Wieso Architektur für Kinder?

„Wir meinen, dass Spielzeug, Spielobjekte für alle Altersgruppen, und Umwelten zum Spielen von viel weitreichender Bedeutung sind als das Wort im alltäglichen Gebrauch vermuten lässt. Sie locken nicht nur Körper, sondern auch Vorstellungen und Meinungen, da sie es ganz einfach leichter machen, Bezüge zu Umwelt und Mitmenschen mühelos entstehen zu lassen und damit zu Bewusstsein zu bringen“
(Klaus Pinter, Haus-Rucker-Co). (1)

Spielplätze können urbane und soziale Kristallisationspunkte sein, aus dem Blickwinkel der Kunst, der Architektur oder anderer Disziplinen.

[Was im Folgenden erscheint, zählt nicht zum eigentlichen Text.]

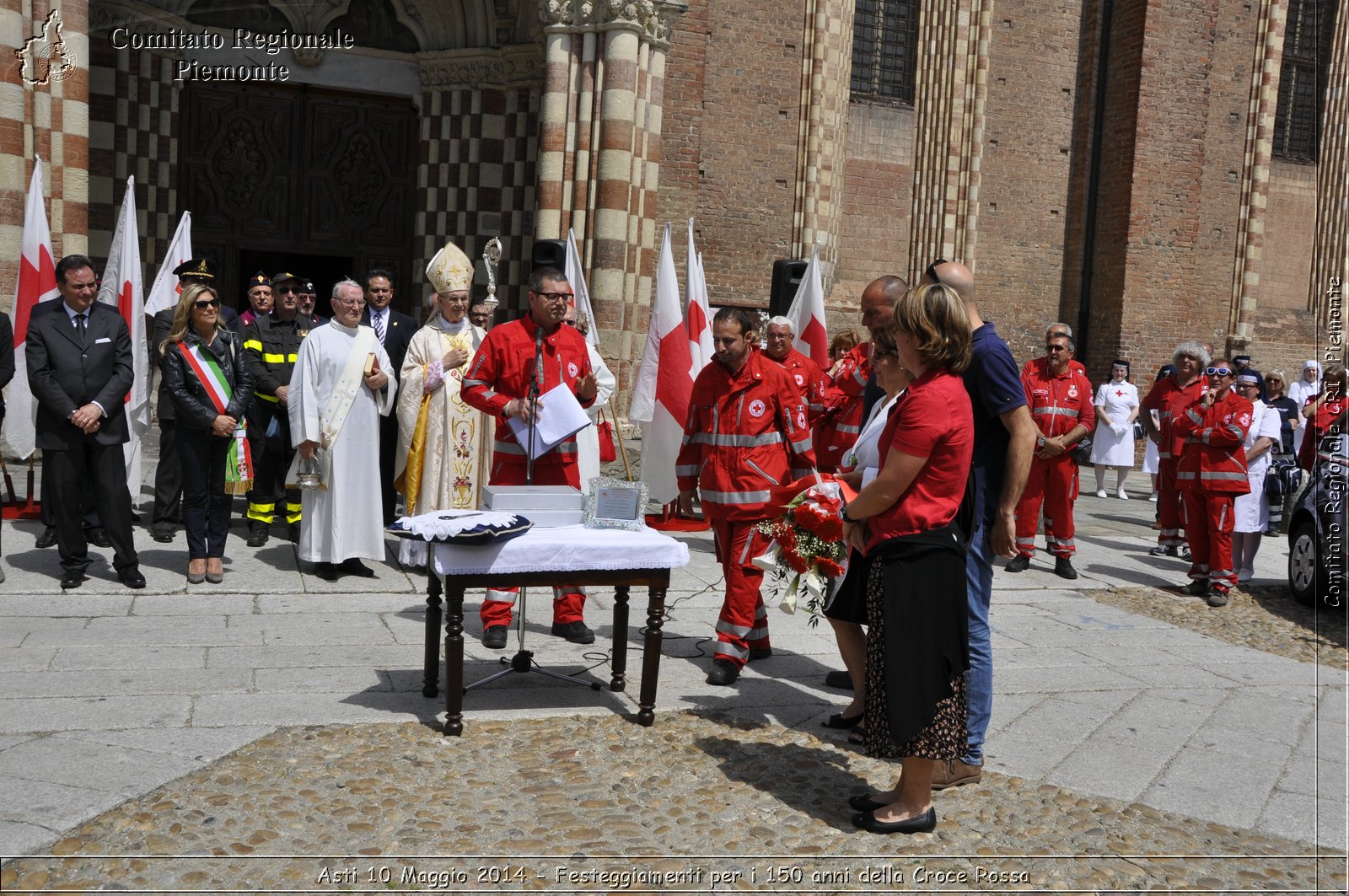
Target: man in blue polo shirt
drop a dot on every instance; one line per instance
(1004, 443)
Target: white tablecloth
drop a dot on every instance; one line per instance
(564, 550)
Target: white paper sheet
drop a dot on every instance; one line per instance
(560, 416)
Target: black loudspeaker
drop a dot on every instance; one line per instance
(548, 254)
(787, 276)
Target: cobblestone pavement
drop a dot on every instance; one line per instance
(714, 802)
(192, 734)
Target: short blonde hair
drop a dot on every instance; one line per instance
(935, 316)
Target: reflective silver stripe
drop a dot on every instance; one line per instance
(732, 651)
(760, 471)
(735, 442)
(734, 630)
(737, 496)
(1224, 475)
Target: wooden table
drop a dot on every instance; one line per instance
(556, 556)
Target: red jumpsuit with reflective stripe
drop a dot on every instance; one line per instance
(841, 408)
(498, 373)
(1211, 474)
(1169, 400)
(809, 378)
(746, 432)
(1058, 405)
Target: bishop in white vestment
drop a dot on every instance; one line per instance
(335, 409)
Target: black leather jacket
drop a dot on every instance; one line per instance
(191, 400)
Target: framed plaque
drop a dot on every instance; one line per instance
(613, 503)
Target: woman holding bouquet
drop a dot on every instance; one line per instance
(846, 612)
(209, 382)
(906, 521)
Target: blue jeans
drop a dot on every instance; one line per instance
(978, 682)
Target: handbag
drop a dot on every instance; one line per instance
(606, 440)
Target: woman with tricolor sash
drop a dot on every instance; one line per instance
(207, 375)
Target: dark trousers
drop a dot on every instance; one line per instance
(206, 507)
(168, 512)
(73, 474)
(47, 507)
(388, 448)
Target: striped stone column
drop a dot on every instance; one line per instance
(1255, 175)
(599, 161)
(951, 85)
(1330, 258)
(826, 72)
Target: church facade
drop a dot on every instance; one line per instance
(1144, 170)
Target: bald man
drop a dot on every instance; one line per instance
(1004, 443)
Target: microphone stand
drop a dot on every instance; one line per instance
(524, 660)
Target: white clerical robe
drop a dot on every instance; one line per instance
(343, 521)
(445, 466)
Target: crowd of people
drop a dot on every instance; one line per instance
(950, 458)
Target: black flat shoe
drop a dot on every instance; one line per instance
(863, 803)
(841, 721)
(919, 824)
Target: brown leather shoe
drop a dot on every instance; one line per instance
(954, 772)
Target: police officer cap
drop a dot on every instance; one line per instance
(197, 269)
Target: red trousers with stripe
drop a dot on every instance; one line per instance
(1052, 482)
(1207, 518)
(1169, 503)
(568, 599)
(742, 622)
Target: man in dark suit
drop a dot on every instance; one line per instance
(80, 370)
(168, 512)
(395, 332)
(6, 368)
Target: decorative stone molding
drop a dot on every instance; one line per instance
(519, 65)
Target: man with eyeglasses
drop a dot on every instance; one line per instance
(498, 384)
(1061, 406)
(271, 343)
(1170, 397)
(1211, 474)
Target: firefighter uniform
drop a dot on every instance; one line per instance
(1211, 474)
(807, 377)
(1058, 405)
(271, 346)
(841, 408)
(746, 433)
(499, 373)
(1169, 400)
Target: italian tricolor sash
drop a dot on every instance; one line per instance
(239, 460)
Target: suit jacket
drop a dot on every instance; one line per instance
(398, 335)
(65, 375)
(6, 357)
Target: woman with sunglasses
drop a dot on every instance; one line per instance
(1211, 475)
(209, 382)
(1251, 509)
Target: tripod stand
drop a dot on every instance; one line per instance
(524, 660)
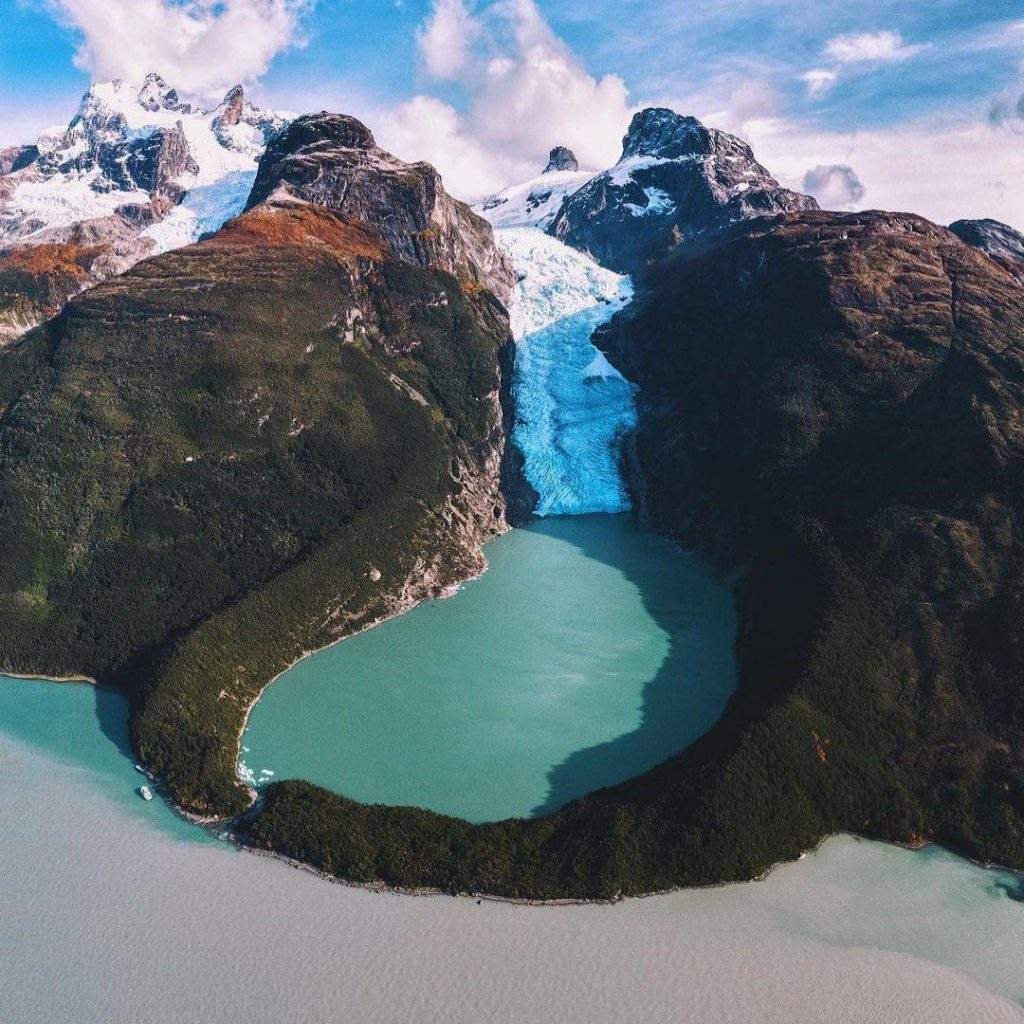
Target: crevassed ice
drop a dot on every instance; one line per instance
(572, 407)
(205, 208)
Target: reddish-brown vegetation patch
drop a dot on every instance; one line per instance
(298, 227)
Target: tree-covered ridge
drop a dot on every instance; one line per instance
(830, 402)
(202, 461)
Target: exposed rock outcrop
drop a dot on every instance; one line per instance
(675, 180)
(273, 437)
(561, 159)
(130, 155)
(16, 158)
(1003, 243)
(332, 161)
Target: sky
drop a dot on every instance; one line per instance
(910, 105)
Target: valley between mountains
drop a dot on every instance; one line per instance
(264, 395)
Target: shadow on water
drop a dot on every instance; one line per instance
(695, 608)
(112, 714)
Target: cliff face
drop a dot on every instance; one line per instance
(235, 453)
(1003, 243)
(91, 200)
(675, 180)
(834, 402)
(333, 161)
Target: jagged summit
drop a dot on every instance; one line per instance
(676, 179)
(332, 161)
(561, 159)
(135, 172)
(156, 94)
(660, 132)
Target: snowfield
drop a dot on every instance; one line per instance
(572, 407)
(534, 203)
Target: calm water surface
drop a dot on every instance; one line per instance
(588, 652)
(109, 914)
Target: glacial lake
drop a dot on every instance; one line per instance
(114, 909)
(588, 652)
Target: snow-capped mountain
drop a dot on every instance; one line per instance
(131, 153)
(1003, 243)
(675, 180)
(535, 203)
(137, 171)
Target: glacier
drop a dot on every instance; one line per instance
(572, 408)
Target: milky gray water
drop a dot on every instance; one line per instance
(113, 911)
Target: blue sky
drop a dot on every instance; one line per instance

2007 fand in Basel / St. Johann das Projekt "Airtrain - Mobile Architektur" statt. Ein riesiger Dom spannte sich über einen Sandplatz und beherbergte einen Sommer lang ein vielfältiges kulturelles Programm. Neben dem Dom lag ein bracher Steinplatz, etwa 150 auf 20 m gross. Er konnte frei genutzt werden und wir veranstalteten dort zwei Projektwochen "Architektur für Kinder". Diese Erfahrung gibt dieser Seite den Namen.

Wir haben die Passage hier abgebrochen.